Von Rasmus Buchsteiner

Bisher war Martin Schulz vor allem eine Projektionsfläche. Sein Erfolg in den Umfragen hat viel damit zu tun, dass er innenpolitisch noch ein unbeschriebenes Blatt ist. Dass er nun Fehler bei der Agenda 2010 einräumt, ist ein Paukenschlag. Strategisch steht dahinter das Ziel, die Parteilinke und die Gewerkschaften mitzunehmen. Selbst bei der Linkspartei reagiert man verdutzt auf die Ankündigungen des Kandidaten.

Kommando zurück? Oder will er es bei Detail-Korrekturen belassen? Sehr konkret ist Schulz nicht geworden, was seine Pläne für das Arbeitslosengeld I angeht. Doch hat er hohe Erwartungen geweckt. Macht der designierte SPD-Chef und Merkel-Herausforderer die Generalabwicklung der Agenda 2010 zu seinem Ziel, bekommt er ein Glaubwürdigkeitsproblem. Ist die aktuell so günstige Arbeitsmarktentwicklung doch zu einem großen Teil den Schröderschen Reformen zu verdanken. Belässt er es bei einigen Mini-Änderungen, ist Enttäuschung in den eigenen Reihen programmiert. So birgt es auch Gefahren für Schulz, wenn er gezwungen sein wird, Farbe zu bekennen.

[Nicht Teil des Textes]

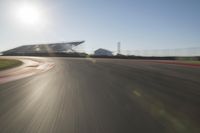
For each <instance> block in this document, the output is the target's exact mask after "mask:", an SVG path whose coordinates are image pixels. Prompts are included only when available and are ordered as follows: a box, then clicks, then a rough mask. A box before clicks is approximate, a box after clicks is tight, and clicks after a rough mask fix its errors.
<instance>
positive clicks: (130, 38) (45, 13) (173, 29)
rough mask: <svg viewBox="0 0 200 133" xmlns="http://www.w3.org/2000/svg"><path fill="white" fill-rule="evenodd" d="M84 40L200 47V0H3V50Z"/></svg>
mask: <svg viewBox="0 0 200 133" xmlns="http://www.w3.org/2000/svg"><path fill="white" fill-rule="evenodd" d="M24 5H25V6H24ZM27 5H28V6H27ZM27 8H28V9H27ZM32 8H33V9H32ZM79 40H80V41H81V40H85V41H86V42H85V44H84V45H83V46H82V49H83V50H85V51H87V52H91V51H93V50H96V49H98V48H106V49H109V50H112V51H116V49H117V42H121V49H122V50H149V49H175V48H188V47H200V0H0V51H3V50H7V49H10V48H14V47H17V46H21V45H25V44H42V43H54V42H65V41H79Z"/></svg>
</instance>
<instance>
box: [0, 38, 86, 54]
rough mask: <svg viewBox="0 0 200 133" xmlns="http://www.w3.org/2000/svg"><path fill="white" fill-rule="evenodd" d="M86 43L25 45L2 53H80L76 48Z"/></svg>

Erbittert wehrt sich Schulz gegen den Vorwurf, die Lage in zu düsteren Farben zu zeichnen und das Land schlechtzureden. Tatsächlich zielt er mit Agenda-2010-Kritik und Gerechtigkeitsrhetorik auf Wähler, die sich von der SPD und den anderen etablierten Parteien nicht mehr vertreten fühlen.